L’8 marzo ci sentiamo a disagio
nel dire che celebriamo la“Festa della donna”. Probabilmente perché ci sentiamo
pienamente emancipate. La parola femminismo ci mette a disagio,
quasi che non ci sia più bisogno di femminismo. Sappiamo che non è così. Non ricordo
chi ha detto una frase-verità che mi è rimasta in mente : Possiamo dire che in
un paese non ci sono differenze di genere quando una donna cretina occupa un
posto importante, che tanti uomini cretini occupano, senza creare scandalo.

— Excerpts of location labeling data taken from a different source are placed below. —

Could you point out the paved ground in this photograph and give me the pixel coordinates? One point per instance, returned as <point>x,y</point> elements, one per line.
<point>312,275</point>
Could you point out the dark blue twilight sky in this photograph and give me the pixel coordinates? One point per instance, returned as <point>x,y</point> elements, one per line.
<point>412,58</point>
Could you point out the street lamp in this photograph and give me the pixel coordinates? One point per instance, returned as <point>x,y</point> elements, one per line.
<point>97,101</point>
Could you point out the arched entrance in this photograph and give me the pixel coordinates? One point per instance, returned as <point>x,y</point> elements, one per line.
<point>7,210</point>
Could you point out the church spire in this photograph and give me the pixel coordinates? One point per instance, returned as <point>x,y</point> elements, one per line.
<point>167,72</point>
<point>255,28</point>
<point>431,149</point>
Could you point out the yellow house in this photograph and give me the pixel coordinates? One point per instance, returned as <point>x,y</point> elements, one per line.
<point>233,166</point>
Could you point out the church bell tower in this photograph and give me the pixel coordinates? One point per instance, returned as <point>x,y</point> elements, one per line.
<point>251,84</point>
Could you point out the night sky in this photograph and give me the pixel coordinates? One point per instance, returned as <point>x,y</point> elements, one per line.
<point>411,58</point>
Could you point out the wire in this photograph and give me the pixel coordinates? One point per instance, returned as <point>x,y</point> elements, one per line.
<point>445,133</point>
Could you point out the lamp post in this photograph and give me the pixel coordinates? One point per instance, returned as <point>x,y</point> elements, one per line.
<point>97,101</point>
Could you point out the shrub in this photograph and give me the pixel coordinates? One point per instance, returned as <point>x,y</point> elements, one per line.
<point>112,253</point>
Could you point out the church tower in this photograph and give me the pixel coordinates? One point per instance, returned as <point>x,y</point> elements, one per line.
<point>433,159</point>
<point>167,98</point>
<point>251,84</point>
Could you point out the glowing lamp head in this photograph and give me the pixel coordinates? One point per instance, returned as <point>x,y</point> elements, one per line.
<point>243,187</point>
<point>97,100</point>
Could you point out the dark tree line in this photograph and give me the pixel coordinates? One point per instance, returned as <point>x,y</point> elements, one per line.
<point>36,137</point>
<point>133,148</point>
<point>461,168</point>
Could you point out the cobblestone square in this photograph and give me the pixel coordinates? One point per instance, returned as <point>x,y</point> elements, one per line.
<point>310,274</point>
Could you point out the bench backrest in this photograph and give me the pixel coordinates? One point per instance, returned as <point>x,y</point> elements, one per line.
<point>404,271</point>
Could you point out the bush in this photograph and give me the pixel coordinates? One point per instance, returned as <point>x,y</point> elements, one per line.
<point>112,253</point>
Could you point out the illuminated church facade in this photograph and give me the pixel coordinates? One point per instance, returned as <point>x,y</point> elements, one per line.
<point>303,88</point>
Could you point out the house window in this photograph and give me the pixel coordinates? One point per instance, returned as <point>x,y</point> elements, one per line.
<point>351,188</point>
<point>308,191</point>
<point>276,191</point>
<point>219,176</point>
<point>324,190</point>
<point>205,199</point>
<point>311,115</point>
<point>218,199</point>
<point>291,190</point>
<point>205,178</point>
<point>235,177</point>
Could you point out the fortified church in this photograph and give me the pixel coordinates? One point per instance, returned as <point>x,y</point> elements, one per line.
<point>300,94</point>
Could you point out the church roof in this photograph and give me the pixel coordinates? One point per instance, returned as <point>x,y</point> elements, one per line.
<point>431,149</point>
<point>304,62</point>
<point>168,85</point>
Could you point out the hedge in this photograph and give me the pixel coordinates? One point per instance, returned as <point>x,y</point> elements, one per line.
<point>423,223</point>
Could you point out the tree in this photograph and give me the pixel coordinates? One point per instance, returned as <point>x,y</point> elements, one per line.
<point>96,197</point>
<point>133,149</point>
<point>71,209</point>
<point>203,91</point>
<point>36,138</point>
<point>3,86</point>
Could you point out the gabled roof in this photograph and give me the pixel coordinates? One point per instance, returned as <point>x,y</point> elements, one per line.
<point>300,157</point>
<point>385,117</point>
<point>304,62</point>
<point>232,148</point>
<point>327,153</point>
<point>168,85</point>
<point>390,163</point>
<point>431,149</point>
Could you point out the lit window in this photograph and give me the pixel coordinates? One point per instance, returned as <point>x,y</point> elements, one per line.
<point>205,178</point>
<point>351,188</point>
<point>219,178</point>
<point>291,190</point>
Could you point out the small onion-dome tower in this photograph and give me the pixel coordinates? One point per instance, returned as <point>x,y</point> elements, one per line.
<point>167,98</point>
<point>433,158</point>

C’è ancora bisogno di femminismo
in occidente e, con ragioni maggiori e più gravi, in alcuni paesi dove è lo
stato stesso a creare discriminazioni, dove è la legge a stabilire che la donna
è inferiore e che vale giuridicamente la metà dell’uomo. In questi paesi
il femminismo può fare molto.
Questa sera quindi siamo qui, non
per celebrare un rito, ma per riflettere e per esprimere solidarietà alle tante
donne che soffrono per le discriminazioni di genere e spesso pagano con la vita
la loro resistenza.
Il film di cui vedremo delle
scene è intitolato Persepolis . E’un film animato scritto e diretto da
Marjane Satrapi e Vincent Paronnaud. Candidato all’Oscar nel 2007, ha vinto il
premio della giuria al festival di Cannes nello stesso anno.
Oggi Marjane Satrapi vive e
lavora in Francia, in esilio. Non può tornare nel suo paese perché ha osato
raccontare la vita della sua famiglia, o meglio, come dice in una intervista,
l’amore per la sua famiglia, nello svolgersi di momenti tragici della storia
dell’Iran: dalla caduta della dittatura dello scià Reza Pahlavi alla cosiddetta rivoluzione
islamica che ha instaurato la Repubblica islamica (1979) la cui costituzione si ispira alla legge coranica ,
la sharia.
E’ la storia di un cambiamento, è
la storia di come i grandi cambiamenti politici cambiano la vita delle persone.
Uno sguardo critico, e per
di più femminile , sulla maschilissima e maschilista rivoluzione islamica, che
non è stato gradito dal governo iraniano tanto che, ancor prima del suo
debutto al festival di Cannes, il Dipartimento cinematografico iraniano
ha fatto recapitare all’Ambasciata francese a Teheran una lettera di protesta,
prontamente respinta al mittente.
La scena iniziale è l’unica
scena a colori di tutto il film.
Un giorno Marjane si sentiva così
triste che è andata all’aeroporto con l’intenzione di partire. Ha passato tutto
il giorno a piangere guardando gli aerei decollare. La scena “dà il senso
della lontananza, della nostalgia, dell’esilio”. (V. Paronnaud) E’ un omaggio
al paese che la ospita, la Francia. Il colore marca la differenza anche visiva
con un passato grigio e soffocante.
Per il resto il film è in bianco
e nero. L’assenza del colore, l’astrazione dell’ambientazione e degli
sfondi , il disegno aderente alla realtà conferiscono al film un carattere di
universalità. Aiutano gli spettatori “ ad avvicinarsi alla storia, che potrebbe
essere ambientata in Cina, Israele, Cile o Corea, perché è una storia
universale”( da una intervista alla scrittrice).
Il disegno è stato realizzato in
maniera completamente tradizionale, senza immagini generate al computer.
Il film, come tutti i film di
registi di paesi africani, asiatici, sudamericani, che noi indichiamo
generalmente con nozioni astratte come extracomunitari, sottosviluppati
o in via di sviluppo, fondamentalisti islamici e oggi sempre più spesso
col termine “ terroristi”, ci aiuta a considerare gli Iraniani come persone che
vivono, soffrono, ridono, si divertono, piangono come noi e come
noi esprimono valori veri, universali. Danno della realtà un’immagine
diversa da quella che vediamo in Tv o leggiamo sui giornali.
I temi del film sono tanti. Io ho
scelto quelle scene che più riguardano le donne.
Il film ha avuto un grande
successo. Nel 2003 una donna iraniana Shirin Ebadi ha ricevuto il
premio Nobel per la pace. Alla domanda di un giornalista a Marjane
Satrapi se il mondo spinge l’Iran verso il cambiamento, la scrittrice ha
risposto:
“I grandi cambiamenti non sono
mai il prodotto di una sola persona. Il cammino verso la democrazia è un lungo
cammino. Una società è pronta per essere democratica il giorno in cui le donne
e gli uomini che ne fanno parte saranno considerati uguali”.
Oggi in Iran il 70%degli studenti è formato da ragazze. “Un giorno
queste donne che hanno studiato il doppio, lavoreranno, si emanciperanno e
spingeranno la società verso il cambiamento. In modo naturale. La democrazia
non si regala come un pacco né con le bombe.”